7 Ocak 2013 Pazartesi

Ölüm... Düğün... Ebediyet...


- Hasan, seni bekliyordum.

+ Beni mi bekliyordun?

- İntikâlime şahit olman için.

+ Neden ben? Ben ölümden çok korkarım

- Muhakkak... Eğer bebeğe zifiri karanlıkta anne karnında şöyle denseydi: “Dışarıda ışığın dünyası var... Yüksek dağları... Muntazam denizleri... Engebeli düzlükleri... Çiçek açan muhteşem bahçeleri... Nehirleri... Yıldızlarla dolu seması... Ve parlayan güneşiyle... Ve sen tüm bu ihtişâma rağmen, burada karanlıklar arasındasın…”
Doğmamış sabî, bu ihtişam hakkında hiç birşey bilmez ve hiç birine inanmazdı. Tıpkı bizim ölümle karşılaşmamız gibi. Bunun içindir ki, korkuyoruz.

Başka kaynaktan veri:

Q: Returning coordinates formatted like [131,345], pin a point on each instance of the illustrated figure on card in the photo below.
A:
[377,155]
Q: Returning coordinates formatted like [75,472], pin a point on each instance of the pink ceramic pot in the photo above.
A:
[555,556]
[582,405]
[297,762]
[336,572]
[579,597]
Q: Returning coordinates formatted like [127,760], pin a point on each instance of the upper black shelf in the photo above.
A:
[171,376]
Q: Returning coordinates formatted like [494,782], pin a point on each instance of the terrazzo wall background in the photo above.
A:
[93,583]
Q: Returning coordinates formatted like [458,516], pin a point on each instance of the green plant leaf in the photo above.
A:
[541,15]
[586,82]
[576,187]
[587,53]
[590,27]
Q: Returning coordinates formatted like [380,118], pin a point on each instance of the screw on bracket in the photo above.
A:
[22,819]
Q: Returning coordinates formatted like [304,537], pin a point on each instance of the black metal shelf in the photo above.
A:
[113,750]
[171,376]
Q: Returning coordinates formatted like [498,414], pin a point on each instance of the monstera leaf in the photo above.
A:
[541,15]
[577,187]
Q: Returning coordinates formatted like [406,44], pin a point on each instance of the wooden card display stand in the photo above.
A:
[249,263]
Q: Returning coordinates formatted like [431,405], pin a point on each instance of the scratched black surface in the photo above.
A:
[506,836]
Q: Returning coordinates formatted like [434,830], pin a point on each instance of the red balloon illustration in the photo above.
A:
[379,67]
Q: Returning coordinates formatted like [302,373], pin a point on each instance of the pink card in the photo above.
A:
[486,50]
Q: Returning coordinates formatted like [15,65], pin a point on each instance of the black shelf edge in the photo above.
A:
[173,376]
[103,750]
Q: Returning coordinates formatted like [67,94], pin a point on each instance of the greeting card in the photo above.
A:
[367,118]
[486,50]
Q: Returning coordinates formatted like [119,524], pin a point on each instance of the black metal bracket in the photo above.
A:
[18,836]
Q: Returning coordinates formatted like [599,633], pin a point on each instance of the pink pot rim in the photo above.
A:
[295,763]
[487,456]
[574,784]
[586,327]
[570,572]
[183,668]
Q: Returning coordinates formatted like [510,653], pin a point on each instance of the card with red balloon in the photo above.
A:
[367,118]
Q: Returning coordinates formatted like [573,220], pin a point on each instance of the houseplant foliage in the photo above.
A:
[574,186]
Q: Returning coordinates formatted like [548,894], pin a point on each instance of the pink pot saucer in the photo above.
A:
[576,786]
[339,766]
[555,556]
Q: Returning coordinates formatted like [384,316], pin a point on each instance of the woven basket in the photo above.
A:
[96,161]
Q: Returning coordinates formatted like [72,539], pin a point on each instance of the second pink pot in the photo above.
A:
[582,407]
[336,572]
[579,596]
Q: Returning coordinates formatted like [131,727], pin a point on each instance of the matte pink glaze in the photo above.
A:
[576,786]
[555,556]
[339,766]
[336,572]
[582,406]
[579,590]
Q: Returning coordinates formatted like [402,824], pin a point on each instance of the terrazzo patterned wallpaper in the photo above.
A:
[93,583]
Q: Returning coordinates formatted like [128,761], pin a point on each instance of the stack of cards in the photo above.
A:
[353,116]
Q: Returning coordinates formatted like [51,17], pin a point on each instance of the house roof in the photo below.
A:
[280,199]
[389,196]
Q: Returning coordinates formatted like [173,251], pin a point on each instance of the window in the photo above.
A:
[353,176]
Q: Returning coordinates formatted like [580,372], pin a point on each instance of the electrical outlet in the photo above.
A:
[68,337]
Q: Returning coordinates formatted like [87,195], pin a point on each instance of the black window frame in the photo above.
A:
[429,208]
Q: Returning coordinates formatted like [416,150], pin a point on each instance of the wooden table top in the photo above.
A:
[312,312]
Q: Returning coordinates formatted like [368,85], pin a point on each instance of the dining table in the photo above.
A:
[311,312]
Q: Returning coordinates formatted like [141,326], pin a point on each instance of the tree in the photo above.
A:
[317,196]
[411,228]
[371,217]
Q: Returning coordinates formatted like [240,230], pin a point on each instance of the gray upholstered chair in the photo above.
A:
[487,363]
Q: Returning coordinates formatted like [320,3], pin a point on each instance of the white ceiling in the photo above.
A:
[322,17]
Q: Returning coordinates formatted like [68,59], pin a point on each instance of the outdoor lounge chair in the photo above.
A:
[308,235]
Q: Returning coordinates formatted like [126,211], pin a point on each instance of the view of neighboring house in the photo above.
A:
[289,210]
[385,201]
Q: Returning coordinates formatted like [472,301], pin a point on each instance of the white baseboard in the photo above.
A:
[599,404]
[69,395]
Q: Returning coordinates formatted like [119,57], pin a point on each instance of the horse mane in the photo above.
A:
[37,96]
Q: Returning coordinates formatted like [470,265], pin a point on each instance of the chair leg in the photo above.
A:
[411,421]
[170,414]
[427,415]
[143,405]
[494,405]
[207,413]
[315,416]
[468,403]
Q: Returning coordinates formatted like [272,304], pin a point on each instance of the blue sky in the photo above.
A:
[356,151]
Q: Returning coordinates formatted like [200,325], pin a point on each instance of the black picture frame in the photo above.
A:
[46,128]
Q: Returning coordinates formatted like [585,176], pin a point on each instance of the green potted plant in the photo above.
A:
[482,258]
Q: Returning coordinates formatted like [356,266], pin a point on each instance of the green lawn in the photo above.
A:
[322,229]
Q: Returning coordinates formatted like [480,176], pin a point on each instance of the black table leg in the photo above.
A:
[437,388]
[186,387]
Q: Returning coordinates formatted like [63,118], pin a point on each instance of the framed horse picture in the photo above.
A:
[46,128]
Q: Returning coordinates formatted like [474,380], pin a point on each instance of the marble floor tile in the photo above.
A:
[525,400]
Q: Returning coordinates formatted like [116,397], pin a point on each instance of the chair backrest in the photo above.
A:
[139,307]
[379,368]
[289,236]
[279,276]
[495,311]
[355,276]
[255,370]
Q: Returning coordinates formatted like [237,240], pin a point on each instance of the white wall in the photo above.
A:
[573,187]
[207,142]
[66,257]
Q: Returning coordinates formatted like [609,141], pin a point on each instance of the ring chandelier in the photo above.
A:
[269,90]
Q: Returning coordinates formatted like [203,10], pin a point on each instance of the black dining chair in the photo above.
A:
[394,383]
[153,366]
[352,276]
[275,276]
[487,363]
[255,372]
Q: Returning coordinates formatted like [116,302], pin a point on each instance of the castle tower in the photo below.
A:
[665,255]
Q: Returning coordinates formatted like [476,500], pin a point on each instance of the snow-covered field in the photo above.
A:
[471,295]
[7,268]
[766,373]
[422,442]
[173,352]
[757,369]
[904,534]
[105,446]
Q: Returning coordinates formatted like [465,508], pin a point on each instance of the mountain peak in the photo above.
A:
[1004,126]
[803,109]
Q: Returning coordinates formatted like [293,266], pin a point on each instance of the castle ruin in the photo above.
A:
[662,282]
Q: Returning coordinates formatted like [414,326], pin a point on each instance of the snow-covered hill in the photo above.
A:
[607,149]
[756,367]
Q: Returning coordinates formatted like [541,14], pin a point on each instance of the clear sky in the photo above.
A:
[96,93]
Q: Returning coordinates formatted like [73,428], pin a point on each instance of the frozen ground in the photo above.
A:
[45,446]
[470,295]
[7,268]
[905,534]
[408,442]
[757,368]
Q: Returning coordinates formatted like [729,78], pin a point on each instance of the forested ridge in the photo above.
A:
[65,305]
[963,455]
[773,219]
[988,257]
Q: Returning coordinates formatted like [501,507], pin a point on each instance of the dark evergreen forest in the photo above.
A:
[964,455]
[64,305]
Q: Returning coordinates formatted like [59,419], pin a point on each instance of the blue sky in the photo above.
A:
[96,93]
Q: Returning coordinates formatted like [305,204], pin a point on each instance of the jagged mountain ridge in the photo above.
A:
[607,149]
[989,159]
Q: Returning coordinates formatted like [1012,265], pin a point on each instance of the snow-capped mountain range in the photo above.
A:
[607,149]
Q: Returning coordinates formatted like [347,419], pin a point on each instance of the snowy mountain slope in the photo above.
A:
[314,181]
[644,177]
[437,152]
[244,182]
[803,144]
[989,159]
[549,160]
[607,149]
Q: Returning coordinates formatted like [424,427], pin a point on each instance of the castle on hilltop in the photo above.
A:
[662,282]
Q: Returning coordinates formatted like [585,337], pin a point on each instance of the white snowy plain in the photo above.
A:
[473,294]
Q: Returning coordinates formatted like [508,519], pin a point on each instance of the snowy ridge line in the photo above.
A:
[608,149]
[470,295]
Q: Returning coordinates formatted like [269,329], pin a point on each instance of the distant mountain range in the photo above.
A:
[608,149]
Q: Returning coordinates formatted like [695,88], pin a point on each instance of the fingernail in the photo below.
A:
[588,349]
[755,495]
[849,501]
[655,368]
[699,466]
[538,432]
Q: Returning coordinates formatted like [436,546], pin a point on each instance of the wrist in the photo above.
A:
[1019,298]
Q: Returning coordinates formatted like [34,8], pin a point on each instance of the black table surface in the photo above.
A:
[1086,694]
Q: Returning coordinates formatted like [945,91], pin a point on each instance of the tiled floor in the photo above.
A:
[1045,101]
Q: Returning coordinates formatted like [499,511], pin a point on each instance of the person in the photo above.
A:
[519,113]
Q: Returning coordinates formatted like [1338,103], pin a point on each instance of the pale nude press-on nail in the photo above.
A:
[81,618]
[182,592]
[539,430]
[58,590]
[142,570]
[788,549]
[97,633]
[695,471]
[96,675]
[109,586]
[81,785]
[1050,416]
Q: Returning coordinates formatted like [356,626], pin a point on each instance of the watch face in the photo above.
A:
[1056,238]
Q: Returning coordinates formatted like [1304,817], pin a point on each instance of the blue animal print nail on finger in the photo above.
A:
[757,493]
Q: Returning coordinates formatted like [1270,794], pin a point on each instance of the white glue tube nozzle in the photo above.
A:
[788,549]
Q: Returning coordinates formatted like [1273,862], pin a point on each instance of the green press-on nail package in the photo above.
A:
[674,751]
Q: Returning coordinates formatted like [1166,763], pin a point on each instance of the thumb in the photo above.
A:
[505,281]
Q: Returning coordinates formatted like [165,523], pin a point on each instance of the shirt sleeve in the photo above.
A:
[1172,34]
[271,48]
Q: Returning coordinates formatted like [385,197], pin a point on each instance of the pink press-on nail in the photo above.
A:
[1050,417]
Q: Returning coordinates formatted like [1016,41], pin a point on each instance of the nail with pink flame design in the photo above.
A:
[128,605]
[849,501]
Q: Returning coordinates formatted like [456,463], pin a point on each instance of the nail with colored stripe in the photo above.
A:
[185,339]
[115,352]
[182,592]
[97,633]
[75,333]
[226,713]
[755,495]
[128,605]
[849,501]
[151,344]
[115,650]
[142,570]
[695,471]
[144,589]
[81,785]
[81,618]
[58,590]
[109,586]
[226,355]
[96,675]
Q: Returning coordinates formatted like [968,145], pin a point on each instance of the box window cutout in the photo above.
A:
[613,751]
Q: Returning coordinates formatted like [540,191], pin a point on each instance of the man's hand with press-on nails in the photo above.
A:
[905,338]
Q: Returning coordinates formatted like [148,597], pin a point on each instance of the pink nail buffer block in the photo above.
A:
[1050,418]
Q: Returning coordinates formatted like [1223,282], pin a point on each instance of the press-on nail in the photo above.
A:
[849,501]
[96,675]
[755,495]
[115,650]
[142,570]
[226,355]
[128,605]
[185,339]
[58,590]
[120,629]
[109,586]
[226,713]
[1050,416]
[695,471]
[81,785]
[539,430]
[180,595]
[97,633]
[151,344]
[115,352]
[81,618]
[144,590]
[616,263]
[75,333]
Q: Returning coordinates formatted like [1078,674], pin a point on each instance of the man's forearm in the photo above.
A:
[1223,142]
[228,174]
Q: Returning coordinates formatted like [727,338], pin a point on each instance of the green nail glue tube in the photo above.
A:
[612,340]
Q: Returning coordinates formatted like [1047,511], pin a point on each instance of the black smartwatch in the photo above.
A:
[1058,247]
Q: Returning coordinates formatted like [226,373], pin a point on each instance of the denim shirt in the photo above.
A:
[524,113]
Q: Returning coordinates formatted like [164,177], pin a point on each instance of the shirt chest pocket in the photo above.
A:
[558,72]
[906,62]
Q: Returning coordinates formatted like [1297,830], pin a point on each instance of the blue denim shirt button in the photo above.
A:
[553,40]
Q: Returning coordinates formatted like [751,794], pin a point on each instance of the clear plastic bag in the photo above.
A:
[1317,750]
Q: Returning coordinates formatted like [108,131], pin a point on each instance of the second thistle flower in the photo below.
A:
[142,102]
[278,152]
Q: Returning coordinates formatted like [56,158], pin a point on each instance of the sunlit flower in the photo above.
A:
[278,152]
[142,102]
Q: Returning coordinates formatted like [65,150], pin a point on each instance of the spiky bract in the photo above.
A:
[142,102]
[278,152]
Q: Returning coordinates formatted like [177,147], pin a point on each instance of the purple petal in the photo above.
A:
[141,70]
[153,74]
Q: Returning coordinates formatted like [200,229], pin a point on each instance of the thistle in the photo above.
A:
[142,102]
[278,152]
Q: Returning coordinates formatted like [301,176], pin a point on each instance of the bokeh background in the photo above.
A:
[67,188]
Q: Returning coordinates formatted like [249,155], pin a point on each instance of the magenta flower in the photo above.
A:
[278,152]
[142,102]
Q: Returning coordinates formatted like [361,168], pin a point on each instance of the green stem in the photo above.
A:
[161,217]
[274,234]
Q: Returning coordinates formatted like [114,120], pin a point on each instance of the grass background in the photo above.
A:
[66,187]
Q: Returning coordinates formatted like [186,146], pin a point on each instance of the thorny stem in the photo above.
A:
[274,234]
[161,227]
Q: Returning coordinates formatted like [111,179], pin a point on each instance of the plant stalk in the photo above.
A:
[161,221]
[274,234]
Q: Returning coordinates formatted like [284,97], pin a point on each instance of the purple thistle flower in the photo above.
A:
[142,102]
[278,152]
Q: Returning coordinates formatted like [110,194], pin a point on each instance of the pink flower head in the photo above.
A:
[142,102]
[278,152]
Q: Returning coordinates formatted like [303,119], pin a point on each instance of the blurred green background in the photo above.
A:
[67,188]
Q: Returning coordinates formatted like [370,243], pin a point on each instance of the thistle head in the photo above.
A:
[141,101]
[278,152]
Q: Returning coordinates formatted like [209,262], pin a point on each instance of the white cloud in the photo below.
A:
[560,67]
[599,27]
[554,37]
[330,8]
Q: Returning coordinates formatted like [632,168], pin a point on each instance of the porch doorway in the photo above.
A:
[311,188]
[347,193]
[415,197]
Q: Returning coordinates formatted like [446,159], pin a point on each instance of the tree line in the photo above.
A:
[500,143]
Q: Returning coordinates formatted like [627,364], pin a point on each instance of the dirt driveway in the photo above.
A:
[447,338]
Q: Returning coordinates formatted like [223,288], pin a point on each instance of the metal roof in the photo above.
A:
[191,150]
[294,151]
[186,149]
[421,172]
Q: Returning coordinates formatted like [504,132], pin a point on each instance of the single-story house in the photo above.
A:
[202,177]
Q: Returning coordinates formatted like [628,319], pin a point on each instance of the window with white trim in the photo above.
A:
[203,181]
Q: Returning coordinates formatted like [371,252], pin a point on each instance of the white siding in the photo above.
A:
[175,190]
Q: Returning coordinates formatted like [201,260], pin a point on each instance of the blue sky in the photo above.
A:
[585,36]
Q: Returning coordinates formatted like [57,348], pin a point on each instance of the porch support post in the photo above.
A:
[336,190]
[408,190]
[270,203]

+ Fakat ölümün içinde nur, ışık olamaz. Çünkü o, her şeyin sonudur.

- Bidâyeti olmayan şeyin, nihâyeti nasıl olur? Hasan, evladım, düğün gecemde mahzun durma.

+ Düğün gecen mi?

- Evet, ebediyet ile nikâh gecem. Vakit geldi... Şimdi beni yalnız bırak. Sonra vücudumu kumla örtmek için dön…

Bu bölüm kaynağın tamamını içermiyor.